Monday, June 26, 2006

A nationwide campaign is under way in Cameroon to discourage the widespread practice of breast ironing

Randy Joe Sa'ah:

This involves pounding and massaging the developing breasts of young girls with hot objects to try to make them disappear.

Statistics show that 26% of Cameroonian girls at puberty undergo it, as many mothers believe it protects their daughters from the sexual advances of boys and men who think children are ripe for sex once their breasts begin to grow.

The most widely used instrument to flatten the breasts is a wooden pestle, used for pounding tubers in the kitchen. Heated bananas and coconut shells are also used.

Student Geraldin Sirri recounted her painful experience.

"My mother took a pestle, she warmed it well in the fire and then she used it to pound my breasts while I was lying down. She took the back of a coconut, warmed it in the fire and used it to iron the breasts.

"I was crying and trembling to escape but there was no way."

Another woman from Mamfe in south-west Cameroon told me she ironed her own breasts as a girl so that she would not be forced into early marriage as is the practice in her village.

"I wanted to go to school like other girls who had no breasts," Emilia said.

Many mothers have no regrets about ironing their daughter's breasts.

"Breast ironing is not a new thing.

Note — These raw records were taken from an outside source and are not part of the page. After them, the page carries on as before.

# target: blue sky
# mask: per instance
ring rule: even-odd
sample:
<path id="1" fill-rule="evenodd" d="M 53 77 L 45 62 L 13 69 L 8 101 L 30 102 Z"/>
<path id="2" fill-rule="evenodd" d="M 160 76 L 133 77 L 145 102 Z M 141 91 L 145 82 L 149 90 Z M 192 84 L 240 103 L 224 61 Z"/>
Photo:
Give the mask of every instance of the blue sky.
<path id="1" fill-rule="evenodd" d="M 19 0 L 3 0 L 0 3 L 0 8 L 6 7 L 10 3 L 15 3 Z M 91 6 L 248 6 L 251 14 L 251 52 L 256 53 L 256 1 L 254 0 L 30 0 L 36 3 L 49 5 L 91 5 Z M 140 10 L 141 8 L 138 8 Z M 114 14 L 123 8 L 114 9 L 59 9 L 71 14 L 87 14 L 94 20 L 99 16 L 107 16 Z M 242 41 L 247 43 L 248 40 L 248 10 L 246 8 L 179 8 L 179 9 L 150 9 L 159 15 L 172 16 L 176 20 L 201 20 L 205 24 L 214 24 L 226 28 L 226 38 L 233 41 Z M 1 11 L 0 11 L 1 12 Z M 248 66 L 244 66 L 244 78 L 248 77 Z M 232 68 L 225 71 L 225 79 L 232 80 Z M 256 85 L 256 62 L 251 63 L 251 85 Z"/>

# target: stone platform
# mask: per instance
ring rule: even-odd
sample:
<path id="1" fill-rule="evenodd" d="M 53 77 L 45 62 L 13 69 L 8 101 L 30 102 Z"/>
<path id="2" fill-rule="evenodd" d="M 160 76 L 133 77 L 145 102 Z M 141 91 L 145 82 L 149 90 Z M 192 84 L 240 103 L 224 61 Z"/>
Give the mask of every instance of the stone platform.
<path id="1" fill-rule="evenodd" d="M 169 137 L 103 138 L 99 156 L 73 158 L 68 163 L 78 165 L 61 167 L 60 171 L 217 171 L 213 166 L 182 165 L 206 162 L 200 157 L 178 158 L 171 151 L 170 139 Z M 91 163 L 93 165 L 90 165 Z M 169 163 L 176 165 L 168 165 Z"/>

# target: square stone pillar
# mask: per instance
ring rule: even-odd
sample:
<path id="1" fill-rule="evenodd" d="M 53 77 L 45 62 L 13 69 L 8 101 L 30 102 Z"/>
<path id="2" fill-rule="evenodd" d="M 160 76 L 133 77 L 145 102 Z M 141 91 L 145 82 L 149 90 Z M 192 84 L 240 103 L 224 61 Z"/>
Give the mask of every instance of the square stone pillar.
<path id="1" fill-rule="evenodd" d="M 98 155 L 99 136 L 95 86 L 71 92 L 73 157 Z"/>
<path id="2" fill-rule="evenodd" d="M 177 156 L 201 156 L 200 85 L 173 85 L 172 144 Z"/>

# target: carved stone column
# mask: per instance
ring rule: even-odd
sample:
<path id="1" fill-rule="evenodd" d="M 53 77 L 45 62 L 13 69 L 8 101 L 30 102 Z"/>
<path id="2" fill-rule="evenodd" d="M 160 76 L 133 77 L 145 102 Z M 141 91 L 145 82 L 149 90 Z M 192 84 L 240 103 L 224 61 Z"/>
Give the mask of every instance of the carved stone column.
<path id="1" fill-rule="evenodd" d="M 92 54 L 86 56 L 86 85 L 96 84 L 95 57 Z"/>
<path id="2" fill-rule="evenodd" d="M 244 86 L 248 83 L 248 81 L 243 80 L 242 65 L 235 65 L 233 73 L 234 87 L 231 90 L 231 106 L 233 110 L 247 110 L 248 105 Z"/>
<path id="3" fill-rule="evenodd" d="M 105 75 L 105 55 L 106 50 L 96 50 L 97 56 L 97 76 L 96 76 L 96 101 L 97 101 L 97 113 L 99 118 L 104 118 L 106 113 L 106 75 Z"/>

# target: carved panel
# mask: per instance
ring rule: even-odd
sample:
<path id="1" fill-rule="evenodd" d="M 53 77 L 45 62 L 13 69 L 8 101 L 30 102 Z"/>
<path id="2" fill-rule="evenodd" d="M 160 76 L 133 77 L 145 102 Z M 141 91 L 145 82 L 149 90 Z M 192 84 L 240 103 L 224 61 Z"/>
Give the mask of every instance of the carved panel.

I am happy I protected my daughter. I could not stand the thought of boys spoiling her with sex before she completed school," one woman explained.

"Unfortunately, television is encouraging all sorts of sexual immorality in our children."

Anthropologist Dr Flavien Ndonko says that breast ironing is not an effective method of preventing early sex and pregnancies because many of the girls still become pregnant. He recommends plain talking between parents and their daughters.